- Episode no.: Season 1 Episode 15
- Directed by: Ken Hannam
- Teleplay by: John Warwick
- Original air date: 25 July 1966
- Running time: 30 mins

Episode chronology
| ← Previous "Marleen" | Next → "Done Away with It" |

= The Final Factor =

"The Final Factor" is the 15th television play episode of the first season of the Australian anthology television series Australian Playhouse. "The Final Factor" was written by John Warwick and directed by Ken Hannam and originally aired on ABC on 25 July 1966.

==Plot==
Many lives are at stake while giants of the engineering world struggle for supremacy.

==Cast==
- Peter O'Shaughnessy as Kruger
- Richard Meikle
- Noel Brophy

==Reception==
The Sydney Morning Herald wrote "If Australian Playhouse is to be worthy of its name, it needs to find more interesting one-act plays than "The Final Factor,"... Perhaps there was a beginning, a middle and an end but the sequence was unbalanced. The end did not justify the means. Action lacking Lacking any dramatic action visible on the screen —unless one counts telephone conversations—the whole piece consisted of a jumble of dialogue embracing engineering, big business and possible human disaster, and centring around the possible collapse of a bridge in the final stage of its construction.
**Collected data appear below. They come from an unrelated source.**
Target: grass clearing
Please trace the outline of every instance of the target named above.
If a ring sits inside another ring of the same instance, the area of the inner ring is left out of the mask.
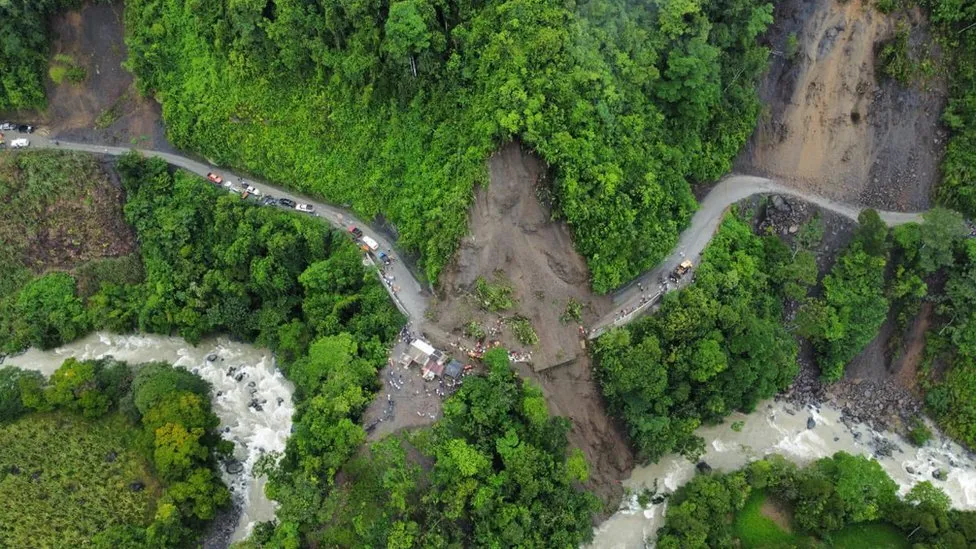
[[[833,549],[908,549],[912,546],[901,530],[883,522],[852,524],[831,534],[827,545]]]
[[[0,426],[0,546],[85,546],[108,527],[148,525],[159,485],[133,448],[137,433],[117,413],[34,414]],[[133,492],[134,482],[145,489]]]
[[[770,505],[781,511],[781,519],[774,520],[768,512],[764,512],[764,506],[768,509]],[[766,492],[755,491],[736,515],[732,527],[743,548],[795,547],[805,536],[793,533],[788,525],[791,516],[792,513],[784,509],[780,502],[769,500]],[[787,522],[785,525],[784,519]]]

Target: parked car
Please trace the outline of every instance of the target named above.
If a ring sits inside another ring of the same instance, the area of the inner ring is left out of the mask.
[[[24,138],[14,139],[10,142],[11,149],[23,149],[30,146],[30,141]]]
[[[315,211],[315,208],[312,207],[311,204],[298,204],[295,206],[295,209],[305,213],[312,213]]]
[[[264,195],[264,198],[261,199],[261,204],[265,206],[277,206],[278,201],[275,200],[275,197],[271,196],[270,194],[267,194]]]
[[[34,133],[34,126],[30,124],[21,124],[17,126],[17,131],[20,133]]]
[[[356,238],[363,237],[363,231],[359,227],[349,227],[349,232],[352,233]]]
[[[245,185],[244,190],[253,194],[254,196],[261,196],[261,191],[259,191],[254,185]]]
[[[207,179],[209,179],[210,182],[213,183],[213,184],[215,184],[215,185],[220,185],[220,184],[222,184],[224,182],[224,178],[223,177],[220,177],[219,175],[217,175],[217,174],[215,174],[213,172],[208,172],[207,173]]]
[[[0,122],[0,132],[6,132],[10,130],[16,130],[17,125],[11,124],[10,122]]]
[[[289,200],[287,198],[279,198],[278,205],[282,208],[294,208],[296,206],[294,200]]]

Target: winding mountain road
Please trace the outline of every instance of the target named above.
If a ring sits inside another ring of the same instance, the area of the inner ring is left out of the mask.
[[[110,147],[86,143],[72,143],[68,141],[59,141],[56,145],[56,142],[53,139],[36,134],[22,135],[18,134],[17,132],[10,132],[7,134],[7,136],[8,139],[26,137],[30,139],[30,146],[32,148],[68,149],[113,156],[125,154],[133,149],[129,147]],[[241,178],[240,176],[227,170],[222,170],[177,154],[165,153],[150,149],[135,150],[147,157],[161,158],[173,166],[183,168],[203,177],[206,177],[208,172],[218,172],[223,177],[228,178],[231,181],[243,179],[244,181],[256,186],[263,194],[272,194],[278,198],[289,198],[296,202],[311,204],[315,207],[315,210],[321,217],[325,218],[335,227],[343,230],[347,230],[349,227],[354,225],[360,228],[369,227],[368,223],[364,223],[345,209],[317,201],[308,196],[298,194],[294,191],[287,190],[266,181],[261,181],[254,178]],[[671,252],[671,254],[664,258],[664,260],[658,263],[655,267],[645,271],[643,274],[635,278],[629,284],[621,287],[613,294],[613,303],[615,305],[614,310],[590,328],[589,337],[595,338],[612,326],[626,324],[635,317],[639,316],[640,313],[653,307],[657,301],[657,298],[660,296],[654,296],[653,299],[650,299],[650,296],[645,296],[645,292],[641,291],[639,286],[643,286],[645,291],[651,288],[658,288],[661,280],[666,277],[668,273],[672,272],[675,267],[677,267],[678,264],[685,259],[690,259],[692,262],[697,264],[699,256],[705,249],[705,246],[708,245],[708,242],[712,239],[712,235],[715,234],[716,229],[718,229],[719,223],[721,223],[722,217],[724,216],[728,207],[754,194],[782,194],[796,197],[854,220],[857,219],[858,214],[862,210],[862,208],[857,206],[834,202],[820,196],[798,191],[764,177],[730,175],[720,181],[715,188],[708,193],[708,196],[701,201],[698,211],[695,212],[694,216],[692,216],[691,223],[689,224],[688,228],[681,233],[680,237],[678,238],[678,244],[675,246],[675,249]],[[921,213],[889,211],[879,211],[878,213],[880,214],[881,219],[887,223],[888,226],[918,222],[922,219]],[[393,244],[384,235],[376,231],[368,232],[368,234],[376,239],[376,241],[380,244],[381,249],[393,250]],[[397,286],[398,291],[394,292],[390,284],[385,284],[385,286],[387,287],[387,290],[390,292],[390,295],[393,297],[394,301],[397,302],[400,310],[406,314],[411,321],[418,321],[422,319],[424,311],[427,309],[429,293],[424,290],[424,287],[419,281],[417,281],[417,279],[401,261],[393,263],[389,274],[393,275],[395,278],[393,286]],[[685,280],[690,279],[690,276],[685,277]],[[672,284],[669,285],[665,291],[671,291],[673,289],[675,288]],[[656,291],[652,291],[651,296],[653,296],[654,293],[656,293]]]
[[[107,154],[112,156],[121,156],[135,149],[144,156],[161,158],[172,166],[193,172],[202,177],[206,177],[210,172],[219,173],[225,180],[234,182],[243,180],[244,182],[257,187],[258,190],[261,191],[262,195],[270,194],[275,198],[288,198],[290,200],[294,200],[295,202],[311,204],[315,207],[315,213],[318,214],[319,217],[325,219],[336,228],[348,230],[353,226],[359,227],[364,233],[376,240],[376,242],[380,245],[381,250],[389,251],[394,249],[393,243],[390,242],[385,235],[379,233],[378,231],[369,230],[369,223],[363,222],[348,210],[337,208],[331,204],[320,202],[314,198],[296,193],[295,191],[285,189],[284,187],[280,187],[260,179],[255,179],[253,177],[242,177],[228,170],[217,168],[209,164],[204,164],[203,162],[198,162],[185,156],[151,149],[138,149],[135,147],[110,147],[106,145],[94,145],[88,143],[72,143],[69,141],[54,140],[53,138],[48,138],[38,134],[26,135],[19,134],[17,132],[9,132],[6,134],[6,136],[8,143],[11,140],[19,137],[27,138],[30,140],[30,148],[67,149],[72,151]],[[300,214],[296,212],[296,215],[307,214]],[[386,287],[387,292],[390,293],[393,301],[397,304],[397,308],[399,308],[400,311],[405,315],[410,317],[411,320],[423,318],[424,311],[427,309],[429,294],[424,290],[424,287],[420,284],[420,282],[418,282],[413,276],[413,273],[410,272],[402,261],[395,261],[387,269],[387,273],[393,277],[393,284],[391,285],[384,283],[383,285]],[[397,291],[394,292],[391,286],[396,286]]]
The deciding factor was apparently not so much human agency as the arrival of "cool southern change" some minutes before it was due. It was owing only to the acting of Peter O'Shaughnessy and, to a lesser degree, that of Richard Meikle, that a feeling of tension was built-up—to reach a complete anticlimax which no actor's skill could mitigate."

The Age said "there was plenty of suspense... the dialogue was good and the clash of characters was well drawn."